虎牢關前,慘烈的攻守大戰呈現出越演越烈之勢。在成功打破了董軍互爲犄角的防守陣形後,聯軍士氣更盛,一連多日投入重兵進行強攻,同時開闢地道、挖掘塹濠,將攻擊陣地向着虎牢關前逐步推進。
深入山中的曹操所部,在聞聽捷報後,立即改變了保守的戰術,幾乎是不惜代價的發動了人海攻勢,同時,一支萬人左右的聯軍生力軍也開入山中增援,連場惡戰打下來,李傕幾次幾乎支持不住。明知曹操是要逼着虎牢關守軍分兵相援,然而形勢危急,若是被曹操突破山道,虎牢關將完全陷於腹背受敵的絕境,李傕只得譴使虎牢關,催促呂布、牛輔調兵相助。
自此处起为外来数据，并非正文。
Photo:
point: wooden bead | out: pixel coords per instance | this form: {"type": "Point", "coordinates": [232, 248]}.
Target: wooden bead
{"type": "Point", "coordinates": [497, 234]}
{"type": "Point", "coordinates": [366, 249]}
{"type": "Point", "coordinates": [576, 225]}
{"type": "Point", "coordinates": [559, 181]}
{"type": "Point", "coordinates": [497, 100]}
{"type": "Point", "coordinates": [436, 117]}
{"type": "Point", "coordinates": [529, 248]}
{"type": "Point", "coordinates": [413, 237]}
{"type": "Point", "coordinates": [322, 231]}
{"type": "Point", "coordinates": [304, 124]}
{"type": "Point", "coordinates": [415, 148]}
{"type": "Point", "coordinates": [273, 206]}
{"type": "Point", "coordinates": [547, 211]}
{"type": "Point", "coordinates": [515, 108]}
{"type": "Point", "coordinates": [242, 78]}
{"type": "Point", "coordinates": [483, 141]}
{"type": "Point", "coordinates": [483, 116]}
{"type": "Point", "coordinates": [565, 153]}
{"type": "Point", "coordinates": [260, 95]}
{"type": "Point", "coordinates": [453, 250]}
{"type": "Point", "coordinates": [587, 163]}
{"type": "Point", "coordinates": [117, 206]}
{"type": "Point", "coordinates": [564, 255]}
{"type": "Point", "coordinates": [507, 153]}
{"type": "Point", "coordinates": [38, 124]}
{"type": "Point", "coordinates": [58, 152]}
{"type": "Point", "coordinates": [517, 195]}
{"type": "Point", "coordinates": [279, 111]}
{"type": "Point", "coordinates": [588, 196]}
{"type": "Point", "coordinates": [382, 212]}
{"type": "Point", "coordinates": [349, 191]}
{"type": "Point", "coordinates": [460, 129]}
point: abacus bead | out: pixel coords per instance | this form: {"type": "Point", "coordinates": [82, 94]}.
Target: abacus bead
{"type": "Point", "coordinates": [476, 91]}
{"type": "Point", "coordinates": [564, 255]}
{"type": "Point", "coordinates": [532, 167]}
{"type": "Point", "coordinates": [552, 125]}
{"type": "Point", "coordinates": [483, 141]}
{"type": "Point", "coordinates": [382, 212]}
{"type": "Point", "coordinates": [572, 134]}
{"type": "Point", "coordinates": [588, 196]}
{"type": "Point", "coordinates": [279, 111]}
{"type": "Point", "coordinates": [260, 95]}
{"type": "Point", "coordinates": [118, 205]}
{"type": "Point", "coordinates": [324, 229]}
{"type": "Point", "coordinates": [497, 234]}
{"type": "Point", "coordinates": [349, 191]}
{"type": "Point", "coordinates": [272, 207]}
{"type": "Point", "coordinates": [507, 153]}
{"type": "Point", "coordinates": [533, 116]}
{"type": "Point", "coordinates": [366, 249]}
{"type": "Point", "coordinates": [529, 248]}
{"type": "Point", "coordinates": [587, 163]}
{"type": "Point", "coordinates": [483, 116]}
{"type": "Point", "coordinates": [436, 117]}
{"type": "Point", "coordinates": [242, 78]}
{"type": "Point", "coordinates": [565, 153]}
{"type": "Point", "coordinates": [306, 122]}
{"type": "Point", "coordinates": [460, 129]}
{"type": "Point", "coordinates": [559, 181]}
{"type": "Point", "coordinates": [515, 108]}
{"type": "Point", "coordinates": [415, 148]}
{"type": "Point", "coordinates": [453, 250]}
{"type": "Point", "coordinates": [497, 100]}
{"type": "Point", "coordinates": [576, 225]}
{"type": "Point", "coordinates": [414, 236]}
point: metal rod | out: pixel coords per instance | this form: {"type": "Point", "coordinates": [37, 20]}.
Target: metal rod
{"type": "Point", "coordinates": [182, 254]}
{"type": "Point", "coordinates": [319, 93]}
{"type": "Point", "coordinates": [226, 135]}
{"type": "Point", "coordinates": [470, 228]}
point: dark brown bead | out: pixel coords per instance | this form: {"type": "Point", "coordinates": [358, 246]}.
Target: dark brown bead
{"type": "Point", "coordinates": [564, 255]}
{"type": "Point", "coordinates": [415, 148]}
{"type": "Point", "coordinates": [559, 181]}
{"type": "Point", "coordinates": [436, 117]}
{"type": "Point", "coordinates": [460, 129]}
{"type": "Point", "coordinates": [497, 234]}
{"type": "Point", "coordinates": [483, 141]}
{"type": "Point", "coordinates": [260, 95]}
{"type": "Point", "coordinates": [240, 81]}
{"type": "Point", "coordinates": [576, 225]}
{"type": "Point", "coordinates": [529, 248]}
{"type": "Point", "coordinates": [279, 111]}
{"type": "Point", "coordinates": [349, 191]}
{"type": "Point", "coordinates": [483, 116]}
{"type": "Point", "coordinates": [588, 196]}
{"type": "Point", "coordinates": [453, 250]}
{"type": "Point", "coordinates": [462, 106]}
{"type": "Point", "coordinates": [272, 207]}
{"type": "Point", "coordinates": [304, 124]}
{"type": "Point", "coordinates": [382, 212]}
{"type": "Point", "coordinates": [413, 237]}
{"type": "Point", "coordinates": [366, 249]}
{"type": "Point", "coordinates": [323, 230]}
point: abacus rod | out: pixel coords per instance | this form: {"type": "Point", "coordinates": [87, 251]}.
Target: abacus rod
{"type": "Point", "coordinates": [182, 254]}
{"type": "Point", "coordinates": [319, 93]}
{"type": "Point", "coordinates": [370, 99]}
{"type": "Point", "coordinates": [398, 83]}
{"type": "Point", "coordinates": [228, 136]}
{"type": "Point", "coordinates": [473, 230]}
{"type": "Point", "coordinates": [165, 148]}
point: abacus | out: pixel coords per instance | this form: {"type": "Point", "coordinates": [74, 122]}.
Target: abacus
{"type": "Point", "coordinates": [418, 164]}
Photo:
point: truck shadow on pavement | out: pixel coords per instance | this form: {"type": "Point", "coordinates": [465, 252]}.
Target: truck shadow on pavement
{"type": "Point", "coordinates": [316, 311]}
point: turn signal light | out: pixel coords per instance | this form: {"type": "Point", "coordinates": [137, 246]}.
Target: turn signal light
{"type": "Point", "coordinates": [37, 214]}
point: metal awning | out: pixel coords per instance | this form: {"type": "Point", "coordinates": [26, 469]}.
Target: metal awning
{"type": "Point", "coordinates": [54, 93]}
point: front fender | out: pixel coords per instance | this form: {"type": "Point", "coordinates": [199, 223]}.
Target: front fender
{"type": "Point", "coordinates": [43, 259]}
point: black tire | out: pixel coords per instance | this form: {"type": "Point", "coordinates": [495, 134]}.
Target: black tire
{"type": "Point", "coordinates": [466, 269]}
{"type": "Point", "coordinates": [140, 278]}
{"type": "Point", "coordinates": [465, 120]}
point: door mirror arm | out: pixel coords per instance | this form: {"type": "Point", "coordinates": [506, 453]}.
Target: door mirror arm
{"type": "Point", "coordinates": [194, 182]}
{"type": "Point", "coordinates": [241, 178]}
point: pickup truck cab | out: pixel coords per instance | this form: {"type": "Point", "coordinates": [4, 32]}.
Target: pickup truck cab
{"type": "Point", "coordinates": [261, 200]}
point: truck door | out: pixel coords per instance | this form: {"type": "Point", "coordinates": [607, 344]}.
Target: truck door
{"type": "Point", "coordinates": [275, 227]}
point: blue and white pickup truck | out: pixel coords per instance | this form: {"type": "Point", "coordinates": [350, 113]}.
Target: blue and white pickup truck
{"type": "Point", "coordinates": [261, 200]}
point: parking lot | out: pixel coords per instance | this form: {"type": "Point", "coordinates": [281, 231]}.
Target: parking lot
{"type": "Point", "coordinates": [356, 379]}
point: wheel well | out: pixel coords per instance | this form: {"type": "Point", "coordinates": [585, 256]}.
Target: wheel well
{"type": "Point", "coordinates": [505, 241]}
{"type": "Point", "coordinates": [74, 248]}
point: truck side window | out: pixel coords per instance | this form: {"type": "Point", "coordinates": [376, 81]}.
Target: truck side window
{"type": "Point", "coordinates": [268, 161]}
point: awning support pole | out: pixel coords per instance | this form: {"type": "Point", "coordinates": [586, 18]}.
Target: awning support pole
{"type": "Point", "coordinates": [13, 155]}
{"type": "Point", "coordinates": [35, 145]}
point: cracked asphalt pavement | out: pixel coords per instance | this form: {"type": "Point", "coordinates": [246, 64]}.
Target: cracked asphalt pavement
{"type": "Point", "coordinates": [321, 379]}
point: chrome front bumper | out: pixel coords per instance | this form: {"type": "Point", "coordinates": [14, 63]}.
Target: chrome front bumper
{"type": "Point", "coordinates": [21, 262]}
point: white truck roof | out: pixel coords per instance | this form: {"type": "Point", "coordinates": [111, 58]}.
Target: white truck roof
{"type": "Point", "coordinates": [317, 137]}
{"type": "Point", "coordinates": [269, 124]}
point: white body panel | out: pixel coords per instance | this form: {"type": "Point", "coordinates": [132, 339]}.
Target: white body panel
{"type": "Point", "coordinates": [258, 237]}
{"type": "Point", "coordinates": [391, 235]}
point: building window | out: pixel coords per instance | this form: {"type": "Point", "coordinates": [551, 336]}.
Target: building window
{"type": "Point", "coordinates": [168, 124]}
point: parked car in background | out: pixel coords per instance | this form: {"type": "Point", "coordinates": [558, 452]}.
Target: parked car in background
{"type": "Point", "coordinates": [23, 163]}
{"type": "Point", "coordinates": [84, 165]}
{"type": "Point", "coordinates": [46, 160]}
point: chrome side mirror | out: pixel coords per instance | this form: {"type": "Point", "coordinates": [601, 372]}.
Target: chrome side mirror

正當呂布與牛輔爲了分兵之事各持己見之時,董卓再次派遣李肅來到虎牢關,向他們傳達了最新指令……
第二日,郭汜領兵萬人出關,直接開赴山中增援李傕,並在抵達戰場之初便開始了強勢反擊,兩軍均是死傷慘重。曹操驚疑不定之中,只得暫緩攻勢,兩軍再成對峙之局。
而虎牢關前,這一日的攻防戰事更是達到了開戰以來的最*,就在三萬聯軍再次強攻城關不克,欲要退下休整之時,虎牢關東線三道大門齊開,呂布親率五千騎兵衝出關來,將正在組織撤退的聯軍打得抱頭鼠竄,若非袁紹親領本部人馬死死抵住,險些被呂布趁勢攻破了聯軍第一道防線。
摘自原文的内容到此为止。